Esta renuncia parcial a la libertad que en apariencia podría resultar razonable (y que se encuentra en las antípodas de la noción de voluntad general rousseauniana) deviene en una alienación cuya intensidad puede oscilar entre la expresión más mundana del desinterés y la más tediosa apatía. En todo caso, espero no hallar mayor inconveniente en considerar este fenómeno como manifiestamente nocivo para la subsistencia de las sociedades democráticas, entendidas éstas en su más plena expresión y no como sucedáneos tardocapitalistas. Reposemos una vez más la mirada en Tocqueville (2006:408):
“En efecto, se hace difícil concebir cómo hombres que han renunciado enteramente al hábito de dirigirse a ellos mismos podrían elegir acertadamente a quienes han de conducirles; y no es posible que un gobierno liberal, enérgico y sabio, se establezca con los sufragios de un pueblo de esclavos”.

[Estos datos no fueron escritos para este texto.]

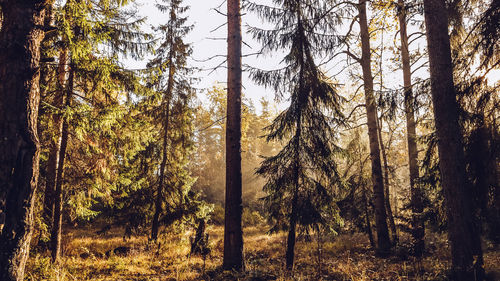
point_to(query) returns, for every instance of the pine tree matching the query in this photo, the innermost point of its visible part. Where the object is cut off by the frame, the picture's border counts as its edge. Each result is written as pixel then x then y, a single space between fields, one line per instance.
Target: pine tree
pixel 462 232
pixel 83 70
pixel 174 87
pixel 21 35
pixel 418 231
pixel 301 177
pixel 233 233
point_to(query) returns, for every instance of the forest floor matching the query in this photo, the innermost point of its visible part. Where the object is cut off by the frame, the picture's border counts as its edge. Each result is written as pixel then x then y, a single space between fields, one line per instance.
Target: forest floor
pixel 345 257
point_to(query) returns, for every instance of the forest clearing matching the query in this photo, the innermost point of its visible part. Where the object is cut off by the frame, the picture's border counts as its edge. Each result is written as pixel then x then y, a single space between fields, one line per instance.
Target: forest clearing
pixel 249 140
pixel 347 257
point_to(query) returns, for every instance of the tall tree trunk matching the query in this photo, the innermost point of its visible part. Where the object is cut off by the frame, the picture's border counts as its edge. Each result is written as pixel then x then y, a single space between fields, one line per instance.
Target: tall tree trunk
pixel 53 161
pixel 418 228
pixel 290 245
pixel 383 241
pixel 56 236
pixel 20 38
pixel 233 234
pixel 290 242
pixel 367 218
pixel 163 165
pixel 463 234
pixel 390 217
pixel 365 200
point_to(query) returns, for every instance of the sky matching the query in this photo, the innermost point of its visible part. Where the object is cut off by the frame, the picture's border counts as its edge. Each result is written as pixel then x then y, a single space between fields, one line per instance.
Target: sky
pixel 208 40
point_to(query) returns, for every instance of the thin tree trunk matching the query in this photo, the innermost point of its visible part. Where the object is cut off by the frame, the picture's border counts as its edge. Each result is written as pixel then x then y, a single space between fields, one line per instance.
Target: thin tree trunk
pixel 290 246
pixel 50 185
pixel 418 229
pixel 365 200
pixel 56 236
pixel 163 165
pixel 290 242
pixel 161 184
pixel 383 241
pixel 20 38
pixel 367 218
pixel 462 231
pixel 233 234
pixel 390 217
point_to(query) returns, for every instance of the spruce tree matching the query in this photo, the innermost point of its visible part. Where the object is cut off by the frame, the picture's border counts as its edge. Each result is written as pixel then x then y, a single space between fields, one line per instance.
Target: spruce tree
pixel 233 233
pixel 301 177
pixel 170 80
pixel 21 35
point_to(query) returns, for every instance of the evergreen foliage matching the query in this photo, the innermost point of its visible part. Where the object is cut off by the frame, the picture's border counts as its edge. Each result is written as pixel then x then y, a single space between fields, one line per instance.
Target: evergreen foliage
pixel 302 178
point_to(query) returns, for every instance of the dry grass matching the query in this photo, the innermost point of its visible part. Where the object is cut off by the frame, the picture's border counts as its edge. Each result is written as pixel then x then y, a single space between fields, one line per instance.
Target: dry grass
pixel 346 257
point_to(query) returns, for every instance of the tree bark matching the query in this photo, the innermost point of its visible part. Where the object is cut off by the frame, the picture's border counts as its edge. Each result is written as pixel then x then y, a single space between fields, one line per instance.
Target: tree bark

Si por influencia de esta renuncia, y del desinterés político que genera, las tensiones derivadas del conflicto político inherente a la sociedad se diluyen, el poder regresa al plano de lo real. Este descenso desde la dimensión simbólica trae consigo un abandono de las consciencia de la diferencia y de la división como ingredientes imprescindibles de cualquier sociedad que aspire a ser considerada democrática. Así, asistimos a la, según Lefort (1981:192) “reactivación de la búsqueda de un cuerpo soldado, de un poder encarnador que hace surgir el totalitarismo”.
Bibliografía
– LEFORT, Claude: La invención democrática. Democracia y advenimiento de un lugar vacío. Nueva Visión. Buenos Aires, 1981.
– TOCQUEVILLE, Alexis de: La democracia en América. Vol. 2. Alianza. Madrid, 2006.